Physical Health – Wellbeing programs still offer physical health programs such as walking challenges, flu shots, biometric screenings, walking challenges, healthy vending options, healthy food & beverage policies, smoking cessation programs, lactation rooms and other programs that address the physical aspect of employee health.

Mental/Emotional Health – Wellness programs have addressed the mental health of employees primarily with stress management programs, but wellbeing programs integrate mental health & wellbeing as part of the culture. Wellbeing programs offer onsite meditation rooms, onsite yoga classes, employee assistance programs with unlimited one-on-one counseling, mindfulness resources, access to natural lighting and other programs and policies to address the mental and emotional wellbeing of employees.
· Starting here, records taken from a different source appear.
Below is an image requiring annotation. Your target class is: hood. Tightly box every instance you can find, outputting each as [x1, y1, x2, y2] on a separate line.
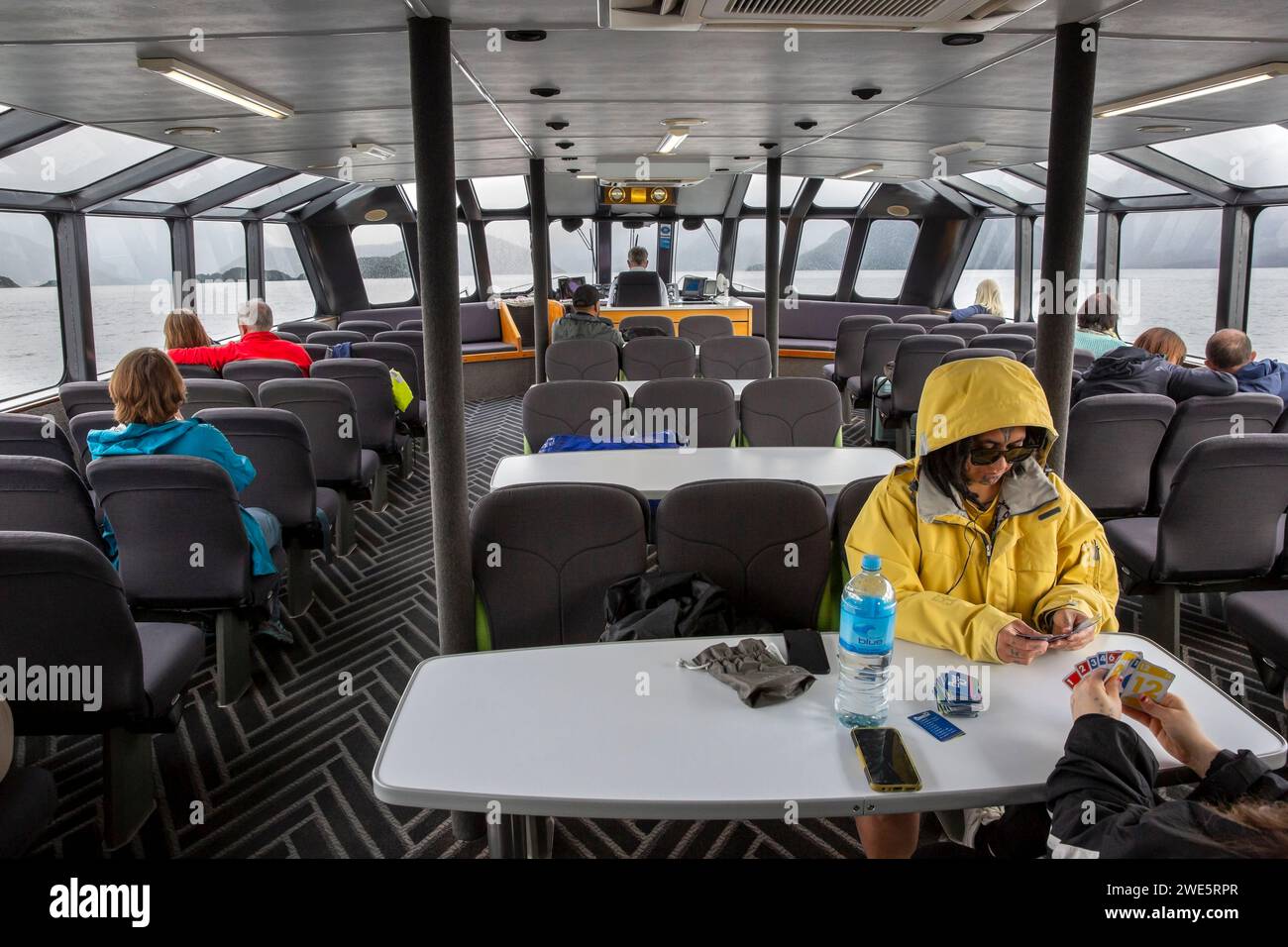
[917, 359, 1057, 466]
[89, 420, 202, 458]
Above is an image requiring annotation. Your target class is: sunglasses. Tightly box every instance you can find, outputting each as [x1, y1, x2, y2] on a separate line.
[969, 445, 1038, 467]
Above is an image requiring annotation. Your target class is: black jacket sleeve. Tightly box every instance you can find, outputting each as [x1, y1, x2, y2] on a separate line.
[1167, 364, 1239, 402]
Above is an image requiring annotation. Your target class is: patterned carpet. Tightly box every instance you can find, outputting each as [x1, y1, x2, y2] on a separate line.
[16, 398, 1288, 858]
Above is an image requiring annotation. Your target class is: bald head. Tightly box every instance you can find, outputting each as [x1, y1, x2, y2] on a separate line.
[1203, 329, 1257, 373]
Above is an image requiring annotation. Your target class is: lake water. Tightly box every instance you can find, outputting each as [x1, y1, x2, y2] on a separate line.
[0, 268, 1288, 399]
Financial Health – The management of financial resources can be very stressful for employees and the ability to make wise financial decisions becomes essential. Wellbeing programs address the financial health of employees by first of all offering comprehensive benefits packages. Other offerings can include voluntary benefits, legal resources, employee assistance programs that offer financial planning resources, tuition reimbursement, retirement planning, identity theft protection and others.

Career/Intellectual Health – These types of programs may seem most foreign to traditional wellness programs, but an employee’s wellbeing is certainly affected by their personal satisfaction and investment in their career development at the workplace. These types of wellbeing programs address flexible work schedules, guest speakers on various educational topics, employee training, mentorship programs, paid time off policies, leadership development and more that treat the employee as a creative asset to the organization.

Social/Community Health – These programs are especially important to Millennials at the workplace, but affect all generations. Social or Community health looks at the connections that employees make at the workplace and in the larger community. Leverage the social activities that may already be part of the organization. Programs that communicate the importance of relationship such as social outings, interest groups or clubs, employee appreciation events, team building and projects in the community.

A comprehensive Wellbeing program will address the employee holistically and provide opportunities for employees to improve their overall health and wellbeing. Is it time for a title change and focus for your wellness program?